Posted in Friendly Philosophy, Music, and Top 40 Philosophy

Alright, enough wallowing in the past. Back to the current Billboard Hot 100, where we find — surprise, surprise! — Taylor Swift again. Billboard tells us that Ms. Swift is “the first woman in the Hot 100’s 56-year history to succeed herself at the top spot.” She’s kicked herself out of first place with a new song, called “Blank Space,” while the song with which we began Top 40 Philosophy (“Shake It Off”) is now at #3.

First, Taylor Swift is adorable. It’s almost painful. Second, the first guy in that video . . . I wish I were that good looking. (As the philosopher Yorke says, “I want a perfect body; I want a perfect soul.”)

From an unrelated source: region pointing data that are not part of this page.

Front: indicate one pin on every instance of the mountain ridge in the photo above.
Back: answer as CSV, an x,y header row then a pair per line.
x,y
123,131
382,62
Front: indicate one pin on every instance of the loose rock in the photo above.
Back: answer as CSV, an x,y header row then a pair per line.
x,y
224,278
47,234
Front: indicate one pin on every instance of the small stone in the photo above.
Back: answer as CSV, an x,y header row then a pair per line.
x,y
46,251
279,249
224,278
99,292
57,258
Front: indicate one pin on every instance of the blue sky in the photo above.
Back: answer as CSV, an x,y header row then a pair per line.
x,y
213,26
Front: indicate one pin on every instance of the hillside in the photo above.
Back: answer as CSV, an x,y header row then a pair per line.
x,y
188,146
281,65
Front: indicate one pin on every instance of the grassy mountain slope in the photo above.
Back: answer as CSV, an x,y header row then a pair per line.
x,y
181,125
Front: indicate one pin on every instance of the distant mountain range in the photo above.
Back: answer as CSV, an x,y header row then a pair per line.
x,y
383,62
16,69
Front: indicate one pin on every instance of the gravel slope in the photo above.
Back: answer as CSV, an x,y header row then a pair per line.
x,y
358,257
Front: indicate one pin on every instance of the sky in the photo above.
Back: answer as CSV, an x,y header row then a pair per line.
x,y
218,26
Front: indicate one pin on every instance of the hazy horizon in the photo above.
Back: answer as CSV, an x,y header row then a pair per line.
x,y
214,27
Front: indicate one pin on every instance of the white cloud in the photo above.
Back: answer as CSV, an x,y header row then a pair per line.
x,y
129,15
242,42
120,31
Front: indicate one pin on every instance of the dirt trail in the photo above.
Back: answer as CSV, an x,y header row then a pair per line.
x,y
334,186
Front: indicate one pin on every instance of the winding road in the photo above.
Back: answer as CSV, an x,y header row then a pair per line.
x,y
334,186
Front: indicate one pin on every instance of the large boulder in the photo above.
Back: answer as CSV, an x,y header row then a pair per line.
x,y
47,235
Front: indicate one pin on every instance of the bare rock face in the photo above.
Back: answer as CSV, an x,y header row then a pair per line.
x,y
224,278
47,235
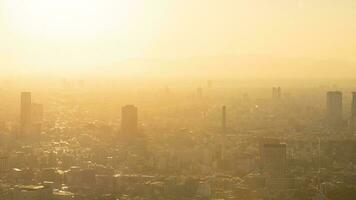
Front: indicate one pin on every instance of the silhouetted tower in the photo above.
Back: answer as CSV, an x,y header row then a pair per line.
x,y
353,112
200,92
37,113
274,156
223,119
129,120
209,84
25,112
276,92
334,108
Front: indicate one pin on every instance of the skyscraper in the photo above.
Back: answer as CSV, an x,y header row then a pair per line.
x,y
223,120
129,120
274,156
353,112
334,108
25,112
276,92
37,113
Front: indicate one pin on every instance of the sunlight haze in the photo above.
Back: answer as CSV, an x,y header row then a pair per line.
x,y
85,36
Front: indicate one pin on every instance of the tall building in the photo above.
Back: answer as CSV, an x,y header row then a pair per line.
x,y
353,112
25,112
274,157
276,92
37,113
334,108
129,120
223,120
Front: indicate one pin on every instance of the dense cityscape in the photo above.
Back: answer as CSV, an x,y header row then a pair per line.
x,y
213,141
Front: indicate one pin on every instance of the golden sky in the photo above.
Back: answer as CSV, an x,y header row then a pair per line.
x,y
77,35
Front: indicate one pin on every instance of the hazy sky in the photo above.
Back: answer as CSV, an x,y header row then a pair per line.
x,y
54,35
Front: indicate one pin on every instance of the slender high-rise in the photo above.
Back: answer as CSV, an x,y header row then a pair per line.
x,y
223,118
274,156
129,120
37,113
353,112
25,112
334,108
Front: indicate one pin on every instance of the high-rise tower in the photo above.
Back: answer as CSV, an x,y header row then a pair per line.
x,y
353,112
223,119
129,120
334,108
25,112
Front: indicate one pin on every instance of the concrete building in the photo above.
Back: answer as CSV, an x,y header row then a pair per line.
x,y
334,109
274,157
25,112
129,119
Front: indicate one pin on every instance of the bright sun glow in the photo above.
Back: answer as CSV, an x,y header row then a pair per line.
x,y
71,18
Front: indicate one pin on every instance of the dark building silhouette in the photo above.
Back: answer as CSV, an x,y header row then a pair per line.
x,y
353,112
274,157
37,113
223,119
129,120
276,92
25,112
334,108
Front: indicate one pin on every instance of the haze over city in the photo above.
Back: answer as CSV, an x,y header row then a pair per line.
x,y
276,37
177,100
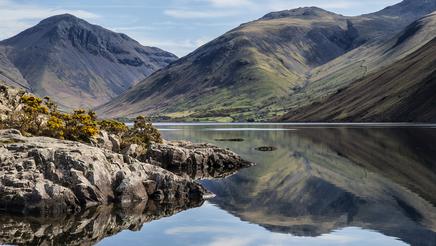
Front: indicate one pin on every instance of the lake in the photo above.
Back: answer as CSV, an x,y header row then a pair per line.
x,y
311,185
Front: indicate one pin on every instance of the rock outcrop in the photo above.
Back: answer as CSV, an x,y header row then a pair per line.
x,y
184,158
46,176
198,161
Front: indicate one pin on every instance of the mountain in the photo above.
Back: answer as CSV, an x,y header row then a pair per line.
x,y
253,71
76,63
399,92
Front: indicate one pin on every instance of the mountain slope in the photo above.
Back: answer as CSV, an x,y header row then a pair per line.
x,y
251,70
403,91
336,75
79,64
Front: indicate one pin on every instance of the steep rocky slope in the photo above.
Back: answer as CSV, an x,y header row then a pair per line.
x,y
402,91
76,63
251,70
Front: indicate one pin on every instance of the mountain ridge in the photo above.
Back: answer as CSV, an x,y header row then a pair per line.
x,y
251,70
79,64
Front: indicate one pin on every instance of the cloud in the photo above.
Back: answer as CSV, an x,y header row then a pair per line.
x,y
197,229
198,14
178,47
16,17
230,3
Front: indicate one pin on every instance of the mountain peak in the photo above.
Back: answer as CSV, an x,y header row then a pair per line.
x,y
62,18
304,12
409,7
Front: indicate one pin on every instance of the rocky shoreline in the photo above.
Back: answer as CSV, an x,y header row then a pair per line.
x,y
46,176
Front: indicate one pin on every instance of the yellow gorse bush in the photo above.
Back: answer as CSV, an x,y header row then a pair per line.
x,y
41,117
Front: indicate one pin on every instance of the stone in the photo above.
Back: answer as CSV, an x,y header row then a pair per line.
x,y
198,161
46,176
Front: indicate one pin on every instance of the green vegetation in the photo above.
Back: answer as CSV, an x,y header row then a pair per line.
x,y
41,117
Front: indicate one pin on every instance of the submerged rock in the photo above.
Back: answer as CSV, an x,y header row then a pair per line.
x,y
199,161
46,176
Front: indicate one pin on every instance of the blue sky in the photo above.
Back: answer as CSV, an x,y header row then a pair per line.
x,y
179,26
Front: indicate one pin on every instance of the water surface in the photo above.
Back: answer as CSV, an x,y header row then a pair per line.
x,y
312,185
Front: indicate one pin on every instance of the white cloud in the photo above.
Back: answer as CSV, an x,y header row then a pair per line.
x,y
230,3
198,14
197,229
17,17
178,47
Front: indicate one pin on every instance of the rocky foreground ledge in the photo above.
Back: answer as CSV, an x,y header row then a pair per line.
x,y
46,176
42,175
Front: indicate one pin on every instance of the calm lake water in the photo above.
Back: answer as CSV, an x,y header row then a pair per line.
x,y
330,185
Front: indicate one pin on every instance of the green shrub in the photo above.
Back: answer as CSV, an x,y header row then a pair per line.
x,y
41,117
142,133
113,127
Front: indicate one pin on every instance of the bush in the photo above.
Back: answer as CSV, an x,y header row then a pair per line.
x,y
113,127
142,133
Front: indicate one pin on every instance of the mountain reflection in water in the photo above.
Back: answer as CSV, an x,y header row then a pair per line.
x,y
323,179
376,184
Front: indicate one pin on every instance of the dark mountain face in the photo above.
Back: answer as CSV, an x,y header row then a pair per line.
x,y
251,70
403,91
79,64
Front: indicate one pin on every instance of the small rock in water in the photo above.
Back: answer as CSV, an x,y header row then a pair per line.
x,y
230,140
266,148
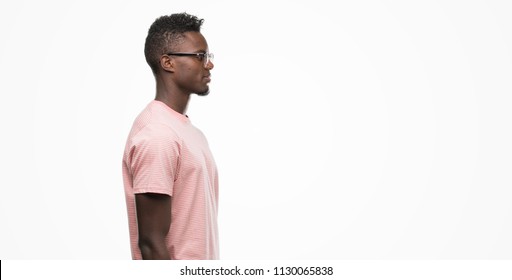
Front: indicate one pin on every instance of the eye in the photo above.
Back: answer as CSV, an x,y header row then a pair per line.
x,y
201,56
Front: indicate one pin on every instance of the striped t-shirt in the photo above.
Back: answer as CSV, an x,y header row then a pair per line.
x,y
166,154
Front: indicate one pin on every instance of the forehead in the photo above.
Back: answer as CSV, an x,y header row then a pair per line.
x,y
192,42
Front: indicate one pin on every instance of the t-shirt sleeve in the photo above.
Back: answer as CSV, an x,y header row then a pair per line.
x,y
154,160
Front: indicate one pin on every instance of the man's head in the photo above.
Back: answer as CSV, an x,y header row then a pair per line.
x,y
175,45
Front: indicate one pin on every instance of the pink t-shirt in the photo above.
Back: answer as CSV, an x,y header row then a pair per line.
x,y
166,154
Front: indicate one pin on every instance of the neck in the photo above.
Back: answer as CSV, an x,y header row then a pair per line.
x,y
172,97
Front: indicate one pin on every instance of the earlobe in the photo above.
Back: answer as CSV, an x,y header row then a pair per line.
x,y
167,63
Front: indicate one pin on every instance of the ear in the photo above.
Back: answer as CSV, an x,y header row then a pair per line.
x,y
167,63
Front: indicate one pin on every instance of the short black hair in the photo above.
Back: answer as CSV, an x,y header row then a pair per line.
x,y
165,33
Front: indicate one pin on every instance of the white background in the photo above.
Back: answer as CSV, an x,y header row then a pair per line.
x,y
341,129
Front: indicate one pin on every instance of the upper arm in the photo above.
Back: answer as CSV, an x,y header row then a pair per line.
x,y
153,221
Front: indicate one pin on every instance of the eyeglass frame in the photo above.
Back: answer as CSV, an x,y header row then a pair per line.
x,y
201,56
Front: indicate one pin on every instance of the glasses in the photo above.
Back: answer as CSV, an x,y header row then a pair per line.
x,y
204,57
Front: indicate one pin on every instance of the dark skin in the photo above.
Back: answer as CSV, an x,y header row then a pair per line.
x,y
177,79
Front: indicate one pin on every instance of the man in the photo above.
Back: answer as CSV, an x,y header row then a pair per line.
x,y
170,177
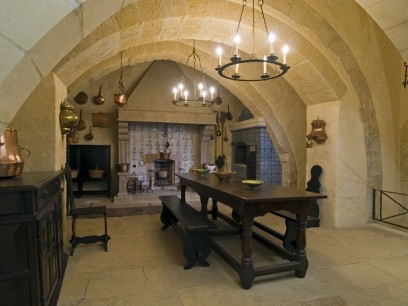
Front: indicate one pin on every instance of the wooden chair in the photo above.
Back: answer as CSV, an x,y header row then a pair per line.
x,y
83,212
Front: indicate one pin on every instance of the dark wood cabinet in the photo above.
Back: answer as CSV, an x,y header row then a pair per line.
x,y
85,157
32,261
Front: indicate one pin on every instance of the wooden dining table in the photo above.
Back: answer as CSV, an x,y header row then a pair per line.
x,y
248,204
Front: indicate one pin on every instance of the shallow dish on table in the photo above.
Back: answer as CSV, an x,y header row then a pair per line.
x,y
223,176
253,183
202,171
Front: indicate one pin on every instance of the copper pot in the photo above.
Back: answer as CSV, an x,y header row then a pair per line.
x,y
11,161
81,123
164,155
99,99
72,137
123,167
81,98
120,99
67,117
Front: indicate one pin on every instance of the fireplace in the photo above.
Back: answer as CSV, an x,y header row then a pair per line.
x,y
254,155
245,158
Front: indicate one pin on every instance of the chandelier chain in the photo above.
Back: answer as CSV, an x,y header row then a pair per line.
x,y
121,87
276,68
260,2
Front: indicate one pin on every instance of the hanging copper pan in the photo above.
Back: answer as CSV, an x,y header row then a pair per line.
x,y
99,99
81,123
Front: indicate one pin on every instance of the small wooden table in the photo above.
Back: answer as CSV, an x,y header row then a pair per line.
x,y
248,204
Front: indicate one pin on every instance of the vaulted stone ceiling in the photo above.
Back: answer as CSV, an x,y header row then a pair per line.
x,y
392,17
151,30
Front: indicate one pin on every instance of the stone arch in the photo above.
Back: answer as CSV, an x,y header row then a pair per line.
x,y
34,65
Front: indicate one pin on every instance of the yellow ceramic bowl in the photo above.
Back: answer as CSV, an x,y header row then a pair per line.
x,y
223,176
253,183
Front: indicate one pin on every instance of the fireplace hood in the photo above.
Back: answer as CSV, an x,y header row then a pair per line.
x,y
150,101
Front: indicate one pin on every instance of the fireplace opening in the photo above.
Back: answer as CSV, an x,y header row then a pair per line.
x,y
245,159
164,172
240,153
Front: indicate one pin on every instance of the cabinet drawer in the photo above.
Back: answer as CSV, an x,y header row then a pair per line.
x,y
45,192
12,203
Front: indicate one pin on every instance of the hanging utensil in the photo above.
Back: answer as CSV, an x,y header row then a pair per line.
x,y
218,132
81,123
225,134
89,136
99,99
218,99
228,115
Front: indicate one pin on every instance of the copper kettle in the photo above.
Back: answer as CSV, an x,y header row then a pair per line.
x,y
11,161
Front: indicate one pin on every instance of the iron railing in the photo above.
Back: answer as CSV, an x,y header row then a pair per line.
x,y
388,208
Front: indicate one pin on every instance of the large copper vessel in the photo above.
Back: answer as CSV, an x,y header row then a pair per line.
x,y
11,161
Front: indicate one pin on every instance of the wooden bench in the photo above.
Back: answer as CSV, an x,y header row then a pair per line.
x,y
192,225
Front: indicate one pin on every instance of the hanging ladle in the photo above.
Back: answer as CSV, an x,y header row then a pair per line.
x,y
218,132
228,115
89,136
225,134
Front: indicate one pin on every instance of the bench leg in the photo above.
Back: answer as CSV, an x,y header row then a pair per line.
x,y
196,249
166,217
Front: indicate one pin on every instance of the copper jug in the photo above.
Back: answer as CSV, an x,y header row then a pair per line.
x,y
11,161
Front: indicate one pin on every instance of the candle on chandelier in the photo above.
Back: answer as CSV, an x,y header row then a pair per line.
x,y
285,50
237,39
271,38
212,90
265,64
181,89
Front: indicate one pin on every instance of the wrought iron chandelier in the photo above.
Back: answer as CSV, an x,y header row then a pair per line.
x,y
269,67
201,96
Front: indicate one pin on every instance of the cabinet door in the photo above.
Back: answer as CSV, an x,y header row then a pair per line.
x,y
18,275
48,247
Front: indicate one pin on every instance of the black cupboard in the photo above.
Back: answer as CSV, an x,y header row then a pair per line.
x,y
83,158
32,261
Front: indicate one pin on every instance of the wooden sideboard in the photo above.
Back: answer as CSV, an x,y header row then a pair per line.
x,y
32,259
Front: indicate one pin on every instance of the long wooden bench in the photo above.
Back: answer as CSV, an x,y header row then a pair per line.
x,y
192,225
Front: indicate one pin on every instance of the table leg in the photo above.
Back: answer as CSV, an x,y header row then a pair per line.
x,y
214,210
300,251
204,203
183,192
247,268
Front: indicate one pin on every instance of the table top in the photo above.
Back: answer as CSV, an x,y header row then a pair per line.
x,y
236,189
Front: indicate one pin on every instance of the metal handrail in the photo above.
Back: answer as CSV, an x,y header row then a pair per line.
x,y
379,215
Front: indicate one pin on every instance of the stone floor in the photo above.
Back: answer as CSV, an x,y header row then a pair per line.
x,y
144,266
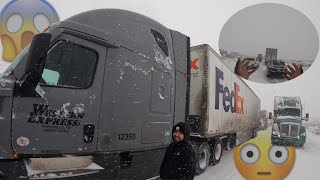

While “Shake It Off” challenged the common picture of Ms. Swift as constantly cycling through boyfriends, this song affirms that picture. I suspect (a) Ms. Swift just enjoys playing with the media, and (b) the branding campaign for the current album is, “Keep ‘Em Confused.”

In any case, I want to focus on the following lines from the song: “You can tell me when it’s over / if the high was worth the pain.”

Here’s my problem: I strongly suspect the second line doesn’t make any sense. Let’s imagine that Ms. Swift is a utilitarian, like Jeremy Bentham. Bentham came up with an elaborate theory whereby you could calculate the right action in any circumstance. It is often called the “hedonic calculus.”

But here’s the question: can you take pleasure and pain, which are qualities, and calculate with them as if they are quantities? Is pain negative pleasure, or pleasure negative pain?

Historically, it was difficult for mathematicians to make sense of negative numbers, except as representing debt. $5 of debt counts as -$5. But pain isn’t pleasure that you owe someone else. Nor is pain the kind of thing you can wipe out, just by getting an equal amount of pleasure (like -5 + 5 = 0). If you have a particular amount of pain, and an equal amount of pleasure, they just sit there, side-by-side. Pain is its own kind of thing, and pleasure is a totally different kind of thing. They’re not on the same scale, like negative and positive numbers.

And isn’t whether something is ‘worth’ it about more than pain and pleasure? Isn’t it, more importantly, about importance and meaningfulness and goodness? Aren’t there some things that are so important that it doesn’t matter how much pain they cost you, or how little pleasure they give?

Let’s just say that I’m with Viktor Frankl here, rather than Jeremy Bentham (though Bentham seems to me to have been a positive force in British history).